Final Activity Report Summary - OBSERVER (Food web changes in response to increasing temperature and varying nutrient status: an experimental approach on freshwater mesocosms)
The experimental set-up consisted of 24 tanks which were heated according to three temperature scenarios, one unheated and two heated according to the intergovernmental panel on climate change (IPCC) climate scenarios A2 and A2+50 % respectively, and two nutrient levels, enriched and non-enriched. The tanks were monitored continuously during the study period measuring key environmental variables such as pH, oxygen, nutrients, chlorophyll a, zooplankton and macroinvertebrates.
Additionally, after two years of running, we sampled the main food web compartments including primary producers and consumers. We measured their elemental composition (carbon, nitrogen and phosphorus) and used the stable isotopes of carbon and nitrogen to describe their trophic relationships. Finally, we performed additional laboratory experiments designed to disentangle the effects of food quality and life history changes on the fractionation of stable isotopes and the internal nutrient allocation on invertebrates.

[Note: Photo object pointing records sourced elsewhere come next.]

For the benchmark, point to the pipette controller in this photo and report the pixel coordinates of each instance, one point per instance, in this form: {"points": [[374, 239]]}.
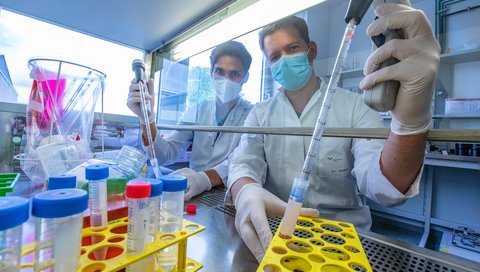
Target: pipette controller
{"points": [[139, 68], [356, 11]]}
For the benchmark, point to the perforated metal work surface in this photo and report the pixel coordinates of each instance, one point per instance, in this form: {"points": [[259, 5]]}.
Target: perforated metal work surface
{"points": [[383, 255], [385, 258], [215, 198]]}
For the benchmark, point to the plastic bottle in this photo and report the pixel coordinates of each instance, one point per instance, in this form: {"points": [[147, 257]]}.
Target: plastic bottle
{"points": [[97, 190], [62, 182], [13, 213], [58, 229], [172, 217], [130, 161], [154, 204], [137, 193]]}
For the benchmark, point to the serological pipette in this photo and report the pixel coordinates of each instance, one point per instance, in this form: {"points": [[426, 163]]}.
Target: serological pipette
{"points": [[355, 12], [139, 68]]}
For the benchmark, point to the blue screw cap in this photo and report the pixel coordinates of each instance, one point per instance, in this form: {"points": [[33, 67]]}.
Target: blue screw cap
{"points": [[62, 182]]}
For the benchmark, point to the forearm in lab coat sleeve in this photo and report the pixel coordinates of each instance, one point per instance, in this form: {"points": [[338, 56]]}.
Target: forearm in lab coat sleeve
{"points": [[377, 187], [169, 150]]}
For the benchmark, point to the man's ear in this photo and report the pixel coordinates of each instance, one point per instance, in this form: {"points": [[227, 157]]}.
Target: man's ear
{"points": [[313, 51], [245, 78]]}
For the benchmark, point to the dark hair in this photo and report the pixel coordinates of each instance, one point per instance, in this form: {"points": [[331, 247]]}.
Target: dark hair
{"points": [[234, 49], [290, 21]]}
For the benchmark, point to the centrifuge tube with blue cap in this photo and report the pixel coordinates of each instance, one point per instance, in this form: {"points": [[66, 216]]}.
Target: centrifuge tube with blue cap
{"points": [[58, 229], [97, 189], [355, 13], [154, 204], [139, 68], [137, 193], [171, 217], [13, 212]]}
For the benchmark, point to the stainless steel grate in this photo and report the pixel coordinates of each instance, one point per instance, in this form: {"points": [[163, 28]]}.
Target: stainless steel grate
{"points": [[215, 198]]}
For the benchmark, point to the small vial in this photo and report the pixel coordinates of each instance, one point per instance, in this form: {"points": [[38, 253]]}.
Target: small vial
{"points": [[58, 229], [97, 190], [172, 217], [137, 193], [130, 161], [13, 213], [62, 182]]}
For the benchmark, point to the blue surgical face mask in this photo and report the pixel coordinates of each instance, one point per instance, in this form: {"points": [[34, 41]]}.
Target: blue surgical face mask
{"points": [[292, 71]]}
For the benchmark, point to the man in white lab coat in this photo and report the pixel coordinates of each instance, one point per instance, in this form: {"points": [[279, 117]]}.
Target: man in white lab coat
{"points": [[263, 167], [208, 166]]}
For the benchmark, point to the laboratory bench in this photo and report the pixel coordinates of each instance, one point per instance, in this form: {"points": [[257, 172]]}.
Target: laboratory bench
{"points": [[220, 248]]}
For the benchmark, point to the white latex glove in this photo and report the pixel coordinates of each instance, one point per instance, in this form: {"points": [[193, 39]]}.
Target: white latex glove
{"points": [[419, 56], [254, 204], [134, 101], [197, 182]]}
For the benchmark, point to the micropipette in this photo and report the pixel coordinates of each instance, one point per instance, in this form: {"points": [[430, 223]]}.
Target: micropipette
{"points": [[355, 12], [139, 68]]}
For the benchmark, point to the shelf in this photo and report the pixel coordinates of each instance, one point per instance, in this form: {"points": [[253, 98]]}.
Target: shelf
{"points": [[355, 73], [440, 116], [461, 56]]}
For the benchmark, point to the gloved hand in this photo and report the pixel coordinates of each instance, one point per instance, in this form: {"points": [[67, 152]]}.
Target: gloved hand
{"points": [[197, 182], [134, 101], [419, 56], [254, 204]]}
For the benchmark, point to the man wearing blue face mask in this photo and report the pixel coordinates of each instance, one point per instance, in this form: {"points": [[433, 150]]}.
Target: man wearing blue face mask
{"points": [[208, 166], [263, 167]]}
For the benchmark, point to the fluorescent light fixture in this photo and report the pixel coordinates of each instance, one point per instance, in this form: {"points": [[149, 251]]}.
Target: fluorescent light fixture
{"points": [[248, 19]]}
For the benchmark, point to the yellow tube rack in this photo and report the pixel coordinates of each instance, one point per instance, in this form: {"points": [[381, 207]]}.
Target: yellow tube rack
{"points": [[114, 238], [318, 245]]}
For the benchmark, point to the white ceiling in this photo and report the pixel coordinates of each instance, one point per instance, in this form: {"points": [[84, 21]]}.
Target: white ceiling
{"points": [[142, 24]]}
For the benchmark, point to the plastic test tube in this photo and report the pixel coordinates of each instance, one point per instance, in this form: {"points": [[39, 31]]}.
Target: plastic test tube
{"points": [[172, 217], [97, 190], [62, 182], [58, 229], [137, 193], [13, 213]]}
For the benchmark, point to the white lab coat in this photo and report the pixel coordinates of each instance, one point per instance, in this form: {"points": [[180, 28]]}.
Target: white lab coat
{"points": [[210, 150], [343, 165]]}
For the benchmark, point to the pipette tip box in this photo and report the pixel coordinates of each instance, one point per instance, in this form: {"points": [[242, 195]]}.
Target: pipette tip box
{"points": [[114, 238], [317, 245]]}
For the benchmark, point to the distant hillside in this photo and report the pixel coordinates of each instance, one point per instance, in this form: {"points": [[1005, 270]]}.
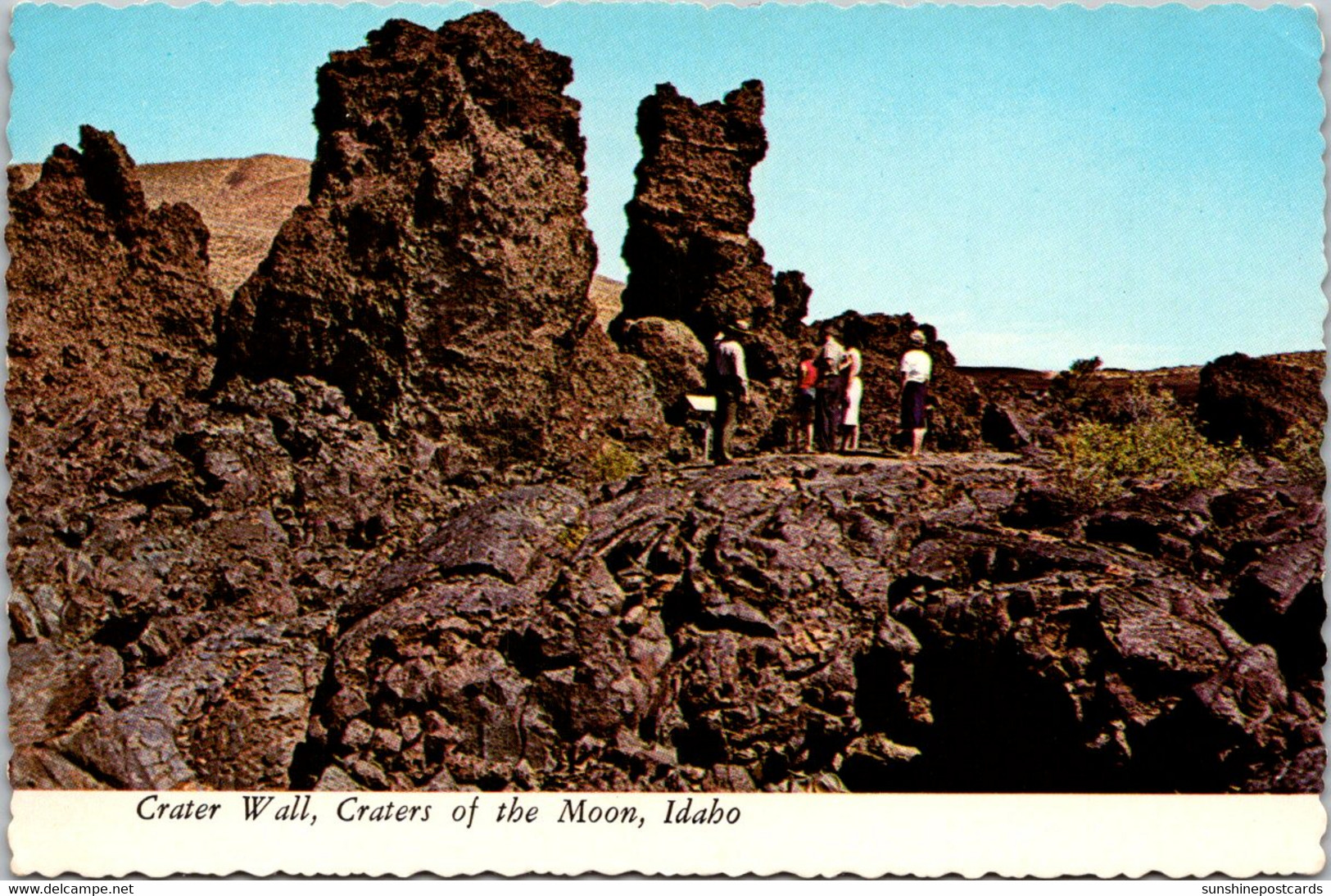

The results obtained highlighted the importance of periphyton on the nutrient balance of the mesocosms, and the structuring role of macrophytes for the trophic structure of the studied food webs. Enrichment increased the total biomass of phytoplankton and periphyton and changed the elemental content of primary producers. In contrast, temperature was a much less significant factor, affecting only the elemental composition of macrophytes and periphyton, which was attributed to an effect of increasing respiration over production at higher temperatures. The amino-acid composition of food was found to be a key factor in the nitrogen metabolism and nitrogen isotopic fractionation. Life history differences were closely related to the elemental composition of the studied species, with faster growing species having higher phosphorus content. Slow growing species had a higher nutrient reserve pool and a lower nutrient turnover.